In the summer, the City’s actors move outdoors as Shakespeare productions pop up in parks, parking lots and every place in between. While The Public Theater’s Central Park shows—known as Shakespeare in the Park—are the most famous, other NYC theater companies put on The Bard’s plays for free in one-of-a-kind settings as well. Here’s our guide to this summer's Shakespeare season.
Shakespeare in the Park
Much Ado About Nothing: May 21–June 23 (Tuesdays–Sundays, with some exceptions); 8pm
Coriolanus: July 16–August 11 (Tuesdays–Sundays); 8pm
Since 1962, The Public Theater’s free productions at the Delacorte Theater in Central Park have featured unusual takes on the classics.
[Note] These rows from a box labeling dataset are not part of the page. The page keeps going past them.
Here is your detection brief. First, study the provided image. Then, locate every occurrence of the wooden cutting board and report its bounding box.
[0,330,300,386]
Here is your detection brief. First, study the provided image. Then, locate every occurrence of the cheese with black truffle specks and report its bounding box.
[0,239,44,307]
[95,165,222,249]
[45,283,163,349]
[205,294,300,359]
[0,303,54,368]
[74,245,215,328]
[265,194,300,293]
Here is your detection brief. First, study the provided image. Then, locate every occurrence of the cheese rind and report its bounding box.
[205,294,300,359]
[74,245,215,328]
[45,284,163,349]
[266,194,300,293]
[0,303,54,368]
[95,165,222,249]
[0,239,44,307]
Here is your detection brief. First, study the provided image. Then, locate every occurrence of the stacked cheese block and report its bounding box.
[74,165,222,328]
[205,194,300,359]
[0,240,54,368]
This year, Kenny Leon will direct the classic comedy Much Ado About Nothing. In July, things turn darker with the political drama Coriolanus, directed by Daniel Sullivan.
Hamlet: June 13–23 (Thursdays–Sundays); 6:30pm
This troupe presents Shakespeare as audiences first experienced it: in the round, outdoors and in daylight. Castle Clinton in The Battery is the unusual venue for Hamlet, the Bard's brooding prince of Denmark. Free tickets are distributed at 6pm for the 6:30pm show, which wraps just before dusk.
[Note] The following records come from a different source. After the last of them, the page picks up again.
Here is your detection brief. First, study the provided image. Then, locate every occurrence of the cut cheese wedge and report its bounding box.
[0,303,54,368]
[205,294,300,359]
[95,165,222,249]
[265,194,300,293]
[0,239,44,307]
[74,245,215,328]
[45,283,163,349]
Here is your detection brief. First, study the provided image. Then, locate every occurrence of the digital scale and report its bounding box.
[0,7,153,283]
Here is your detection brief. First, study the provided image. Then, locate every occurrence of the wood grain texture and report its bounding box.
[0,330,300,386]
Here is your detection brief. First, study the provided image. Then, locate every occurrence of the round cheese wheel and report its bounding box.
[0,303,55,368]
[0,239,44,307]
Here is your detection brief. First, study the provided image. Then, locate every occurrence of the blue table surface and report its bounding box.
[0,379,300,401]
Shakespeare in the Parking Lot
TBA: July–August (Thursdays–Saturdays); 6:30pm
The Drilling Company has presented Shakespeare’s works in parking lots on NYC’s Lower East Side since 1995; its current home is just behind the Clemente Soto Vélez Cultural and Educational Center. This year's asphalt-bound production will be announced soon.
Shakespeare in Bryant Park
Hamlet: Princess of Denmark: May 16–25 (Thursdays, Fridays, Saturdays); 7pm
Othello: August 30–September 1 (Friday, Saturday, Sunday), 7pm; and September 5–7 (Thursday, Friday, Saturday), 7pm
The Drilling Company, those Shakespeare in the Parking Lot guys, has been expanding its season with uptown productions of The Bard in beautiful Bryant Park. First up this year is a new take on Hamlet, with a woman taking the lead in this new production for the #MeToo era. They wrap up the summer by presenting a contemporary take on Othello.
Smith Street Stage
Romeo and Juliet: June, TBA
In 2010, Smith Street Stage had just five actors for its debut production. Now the company has grown to include more than 30 members, who’ve performed for thousands over the course of eight summers in Brooklyn’s Carroll Park. This season they take on the popular tragedy Romeo and Juliet at their outdoor stage in Carroll Park.
Free Shakespeare in the Parks
A Midsummer Night's Dream and Richard III: July 24–August 25
Hip to Hip Theatre Company specializes in family-friendly Shakespeare productions that clock in at 90 minutes. This series tours two shows in repertory to more than a dozen City parks in Queens, Brooklyn, Manhattan and the Bronx. A half hour before showtime, free workshops for children use games to help kids connect to the characters and stories. For up-to-date details on performance locations and start times, visit their Facebook page.
Hudson Warehouse Summer Stage
Antony and Cleopatra: June 6–30 (Thursdays–Sundays); 6:30pm
The Merry Wives of Windsor: August 1–25 (Thursdays–Sundays); 6:30pm
Hudson Warehouse’s productions—staged on the expansive North Patio of the Soldiers’ and Sailors’ Monument in Riverside Park—have been set in the 16th and 17th centuries, in modern times and even in an apocalyptic framework. The orange glow of the sunset adds to the beauty of each performance. This year, the company does two of Shakespeare's clasics: the epic tragedy Antony & Cleopatra and the rollicking comedy The Merry Wives of Windsor.